How else exactly do you imagine children are going to learn science or maths? How would a dockers son become a doctor or vice versa? Ignoring the sub foucaultian babble you usually spout please explain in simple practical langauge how you personaly would envisage a million or two children in the UK being brought to a level of understanding and knowedge where everyone could have a chance of doing further training for any job they wnated after they reach 18/19 or so.
Seriously explain how you think education should be conducted in a communist society. Cos maybe i'm wrong but all i can se from your assertions is some hippy bullshit about kids learning everything themselves and homeschooling.

Boris Badenov
Offline
Joined: 25-08-08
Jul 21 2010 15:37
FDG wrote:
The damage done by school to individuals' capacity to critically engage with their conditions far outweighs the meaningless quantity of literacy (which without an integrated critical component simply offers a further faculty through which they may be exploited and mystified).

So it'd be better if workers didn't learn to read? Wow.

fort-da game
Offline
Joined: 16-02-06
Jul 21 2010 16:28

Wow indeed.

P.S. The soldiers who marched into certain death on the Somme could read, their education and their health functioned for the state not for themselves, don't you agree? Or are you continuing your blunders from yesterday?

Boris Badenov
Offline
Joined: 25-08-08
Jul 21 2010 16:30
fort-da game wrote:
Wow indeed.

P.S. The soldiers who marched into certain death on the Somme could read, their education and their health functioned for the state not for themselves, don't you agree?

The (vast majority of the) soldiers who marched into certain death for Napoleon couldn't read; their lack of education functioned for the state and not for themselves; don't you agree?

Quote:
Or are you continuing your blunders from yesterday?

What are you talking about?

motownhometown
Offline
Joined: 17-07-10
Jul 21 2010 16:30

Fort-da game,

In which text by Bourdieu does he write about that? I'd be interested in reading it.

fort-da game wrote:

v. There are no means by which (as Bourdieu demonstrated) a state-capitalist educational institution may educate students to critically evaluate that institution... it may only inculcate conformity to its practices (hence the marginality of any compensatory attempts made by individual teachers).

fort-da game
Offline
Joined: 16-02-06
Jul 21 2010 16:56
mateofthebloke wrote:
The (vast majority of the) soldiers who marched into certain death for Napoleon couldn't read; their lack of education functioned for the sate and not for themselves; don't you agree?

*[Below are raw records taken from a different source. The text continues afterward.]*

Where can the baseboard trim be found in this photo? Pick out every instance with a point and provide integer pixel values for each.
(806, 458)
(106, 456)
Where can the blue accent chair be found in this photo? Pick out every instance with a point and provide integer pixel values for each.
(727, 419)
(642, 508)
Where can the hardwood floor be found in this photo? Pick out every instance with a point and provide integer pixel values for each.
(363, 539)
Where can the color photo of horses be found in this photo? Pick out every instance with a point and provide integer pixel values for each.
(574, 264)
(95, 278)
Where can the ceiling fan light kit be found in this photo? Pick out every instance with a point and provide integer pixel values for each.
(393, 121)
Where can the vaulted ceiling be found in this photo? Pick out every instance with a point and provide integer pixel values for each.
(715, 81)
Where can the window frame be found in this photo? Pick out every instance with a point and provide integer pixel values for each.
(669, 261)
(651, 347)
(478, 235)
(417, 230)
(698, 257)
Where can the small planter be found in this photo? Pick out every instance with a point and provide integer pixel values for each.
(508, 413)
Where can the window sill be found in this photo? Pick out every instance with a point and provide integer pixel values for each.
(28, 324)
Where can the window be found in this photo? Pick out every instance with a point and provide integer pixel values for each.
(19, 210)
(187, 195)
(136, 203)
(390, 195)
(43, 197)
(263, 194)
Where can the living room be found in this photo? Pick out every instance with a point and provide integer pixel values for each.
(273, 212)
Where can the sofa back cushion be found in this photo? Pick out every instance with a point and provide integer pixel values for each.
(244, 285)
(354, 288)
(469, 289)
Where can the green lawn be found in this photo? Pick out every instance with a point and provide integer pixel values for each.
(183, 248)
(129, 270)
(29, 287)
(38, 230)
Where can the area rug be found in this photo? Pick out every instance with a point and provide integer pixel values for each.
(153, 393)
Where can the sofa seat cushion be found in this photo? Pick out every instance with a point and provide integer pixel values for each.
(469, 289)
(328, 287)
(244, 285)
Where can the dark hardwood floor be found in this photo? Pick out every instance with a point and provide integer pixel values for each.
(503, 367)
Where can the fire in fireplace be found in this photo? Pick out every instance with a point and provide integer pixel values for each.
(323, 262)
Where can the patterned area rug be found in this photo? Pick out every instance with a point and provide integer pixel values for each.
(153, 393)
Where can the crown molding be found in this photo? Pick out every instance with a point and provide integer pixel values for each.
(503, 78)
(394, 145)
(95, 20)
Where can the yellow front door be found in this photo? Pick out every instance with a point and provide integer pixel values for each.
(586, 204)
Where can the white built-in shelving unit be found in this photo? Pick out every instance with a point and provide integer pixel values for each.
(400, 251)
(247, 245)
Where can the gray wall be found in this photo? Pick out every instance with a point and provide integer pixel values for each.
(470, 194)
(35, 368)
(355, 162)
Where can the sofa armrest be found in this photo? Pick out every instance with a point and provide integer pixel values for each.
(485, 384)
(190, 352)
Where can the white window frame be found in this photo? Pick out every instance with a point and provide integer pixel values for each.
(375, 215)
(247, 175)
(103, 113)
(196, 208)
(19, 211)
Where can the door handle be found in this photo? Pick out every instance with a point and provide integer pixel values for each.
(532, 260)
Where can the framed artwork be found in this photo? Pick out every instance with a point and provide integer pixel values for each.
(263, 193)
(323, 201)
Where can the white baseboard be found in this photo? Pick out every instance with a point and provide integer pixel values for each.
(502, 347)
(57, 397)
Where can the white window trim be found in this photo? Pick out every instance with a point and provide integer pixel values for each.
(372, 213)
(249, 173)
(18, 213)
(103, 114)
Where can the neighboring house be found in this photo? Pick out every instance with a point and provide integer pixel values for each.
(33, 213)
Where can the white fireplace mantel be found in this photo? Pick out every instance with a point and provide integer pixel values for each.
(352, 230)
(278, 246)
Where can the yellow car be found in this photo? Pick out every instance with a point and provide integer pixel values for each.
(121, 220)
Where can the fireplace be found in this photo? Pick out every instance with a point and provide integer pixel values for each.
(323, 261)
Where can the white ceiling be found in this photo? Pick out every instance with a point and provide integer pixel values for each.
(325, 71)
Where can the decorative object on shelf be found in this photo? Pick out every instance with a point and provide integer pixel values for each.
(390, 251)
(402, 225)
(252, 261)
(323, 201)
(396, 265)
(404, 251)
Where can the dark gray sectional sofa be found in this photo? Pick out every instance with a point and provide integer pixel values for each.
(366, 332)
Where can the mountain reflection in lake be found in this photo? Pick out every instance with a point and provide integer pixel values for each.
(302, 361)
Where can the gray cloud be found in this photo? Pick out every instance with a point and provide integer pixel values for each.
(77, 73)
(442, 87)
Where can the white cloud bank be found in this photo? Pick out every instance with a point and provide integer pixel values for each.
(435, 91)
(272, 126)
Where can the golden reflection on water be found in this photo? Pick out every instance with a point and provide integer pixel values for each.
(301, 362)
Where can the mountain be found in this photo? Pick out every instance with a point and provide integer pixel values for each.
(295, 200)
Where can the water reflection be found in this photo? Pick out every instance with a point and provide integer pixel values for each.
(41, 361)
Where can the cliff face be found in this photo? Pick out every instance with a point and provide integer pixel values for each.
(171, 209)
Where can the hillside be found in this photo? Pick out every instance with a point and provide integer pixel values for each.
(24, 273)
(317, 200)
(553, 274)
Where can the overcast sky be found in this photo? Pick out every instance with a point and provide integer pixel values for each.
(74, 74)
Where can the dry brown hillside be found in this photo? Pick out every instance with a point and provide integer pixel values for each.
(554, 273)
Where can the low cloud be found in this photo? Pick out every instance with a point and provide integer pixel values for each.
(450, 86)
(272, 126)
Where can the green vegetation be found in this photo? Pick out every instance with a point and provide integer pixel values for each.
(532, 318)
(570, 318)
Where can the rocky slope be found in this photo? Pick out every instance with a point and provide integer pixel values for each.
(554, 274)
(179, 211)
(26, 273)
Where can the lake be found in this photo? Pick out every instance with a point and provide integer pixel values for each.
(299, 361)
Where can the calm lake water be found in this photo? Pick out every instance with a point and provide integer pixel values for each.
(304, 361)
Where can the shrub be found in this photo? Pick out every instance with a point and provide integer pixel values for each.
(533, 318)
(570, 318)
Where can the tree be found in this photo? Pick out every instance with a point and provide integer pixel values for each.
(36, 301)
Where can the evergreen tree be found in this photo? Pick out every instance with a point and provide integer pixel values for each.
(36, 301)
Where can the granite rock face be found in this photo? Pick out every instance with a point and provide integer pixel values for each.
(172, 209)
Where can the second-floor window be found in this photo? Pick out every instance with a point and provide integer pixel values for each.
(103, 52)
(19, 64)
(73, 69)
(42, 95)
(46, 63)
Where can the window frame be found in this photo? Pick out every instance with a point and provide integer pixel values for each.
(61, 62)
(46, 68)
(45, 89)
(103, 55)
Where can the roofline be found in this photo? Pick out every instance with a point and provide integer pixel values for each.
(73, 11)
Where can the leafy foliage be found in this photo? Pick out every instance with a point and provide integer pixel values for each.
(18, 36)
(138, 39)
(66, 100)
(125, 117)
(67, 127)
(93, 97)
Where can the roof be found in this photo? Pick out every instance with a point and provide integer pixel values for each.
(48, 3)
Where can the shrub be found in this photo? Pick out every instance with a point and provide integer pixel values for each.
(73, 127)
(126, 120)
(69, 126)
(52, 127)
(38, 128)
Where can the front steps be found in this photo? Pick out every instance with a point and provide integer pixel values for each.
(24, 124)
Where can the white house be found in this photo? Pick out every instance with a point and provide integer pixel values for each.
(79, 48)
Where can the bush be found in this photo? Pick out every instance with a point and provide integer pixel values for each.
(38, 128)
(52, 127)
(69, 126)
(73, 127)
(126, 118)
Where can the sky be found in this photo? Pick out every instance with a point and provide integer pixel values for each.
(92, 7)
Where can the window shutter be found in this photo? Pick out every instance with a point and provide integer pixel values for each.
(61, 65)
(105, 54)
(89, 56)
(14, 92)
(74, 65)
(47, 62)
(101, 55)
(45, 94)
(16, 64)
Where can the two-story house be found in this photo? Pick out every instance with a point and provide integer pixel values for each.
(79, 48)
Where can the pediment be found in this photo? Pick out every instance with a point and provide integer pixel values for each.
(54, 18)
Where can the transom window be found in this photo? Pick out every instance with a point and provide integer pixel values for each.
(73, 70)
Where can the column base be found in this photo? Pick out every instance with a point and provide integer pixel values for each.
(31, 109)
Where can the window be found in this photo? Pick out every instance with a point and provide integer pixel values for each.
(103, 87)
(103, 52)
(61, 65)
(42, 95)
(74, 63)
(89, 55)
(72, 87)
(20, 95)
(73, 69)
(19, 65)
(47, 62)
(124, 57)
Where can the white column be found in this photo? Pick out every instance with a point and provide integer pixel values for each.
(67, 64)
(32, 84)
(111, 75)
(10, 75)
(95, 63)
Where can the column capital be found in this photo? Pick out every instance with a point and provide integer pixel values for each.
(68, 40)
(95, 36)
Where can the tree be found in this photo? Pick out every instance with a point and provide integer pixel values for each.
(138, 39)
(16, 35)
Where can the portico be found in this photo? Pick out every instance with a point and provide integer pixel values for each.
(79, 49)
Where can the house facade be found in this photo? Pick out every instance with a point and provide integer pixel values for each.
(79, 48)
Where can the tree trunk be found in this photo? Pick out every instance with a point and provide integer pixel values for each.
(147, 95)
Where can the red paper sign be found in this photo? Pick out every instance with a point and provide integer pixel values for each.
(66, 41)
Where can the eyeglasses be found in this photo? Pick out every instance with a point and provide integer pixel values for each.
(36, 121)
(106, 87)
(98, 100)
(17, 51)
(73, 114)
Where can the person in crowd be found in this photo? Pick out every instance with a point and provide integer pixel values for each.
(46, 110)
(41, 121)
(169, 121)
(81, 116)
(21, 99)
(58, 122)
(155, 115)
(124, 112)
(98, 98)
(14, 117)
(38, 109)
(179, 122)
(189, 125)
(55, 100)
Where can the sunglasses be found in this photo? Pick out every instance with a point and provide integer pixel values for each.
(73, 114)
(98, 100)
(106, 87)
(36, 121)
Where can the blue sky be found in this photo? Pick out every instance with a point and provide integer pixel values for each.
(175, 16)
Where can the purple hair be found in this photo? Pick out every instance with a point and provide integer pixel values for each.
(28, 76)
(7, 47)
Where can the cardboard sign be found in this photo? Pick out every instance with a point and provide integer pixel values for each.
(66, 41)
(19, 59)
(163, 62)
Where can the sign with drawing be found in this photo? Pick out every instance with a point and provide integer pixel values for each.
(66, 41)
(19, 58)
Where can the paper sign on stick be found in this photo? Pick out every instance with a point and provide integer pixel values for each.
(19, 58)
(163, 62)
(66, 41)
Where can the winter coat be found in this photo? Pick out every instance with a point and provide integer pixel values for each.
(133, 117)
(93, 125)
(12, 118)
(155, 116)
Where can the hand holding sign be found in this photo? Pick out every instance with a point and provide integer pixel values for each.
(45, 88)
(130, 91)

I agree. These were peasants undergoing the process of proletarianisation through war at the beginning of the modern state.... the outcome of these wars and the state of the soldiers would have a huge impact on the re-disciplining of the workforce. However, the workers of the 1st WW had made 'material gains' (i.e. education, political and health reforms) as the working class but despite this 'power' they were unable to meaningfully process their resistance to capital even when their very lives depended on it. Even 'objective' gains are not objective.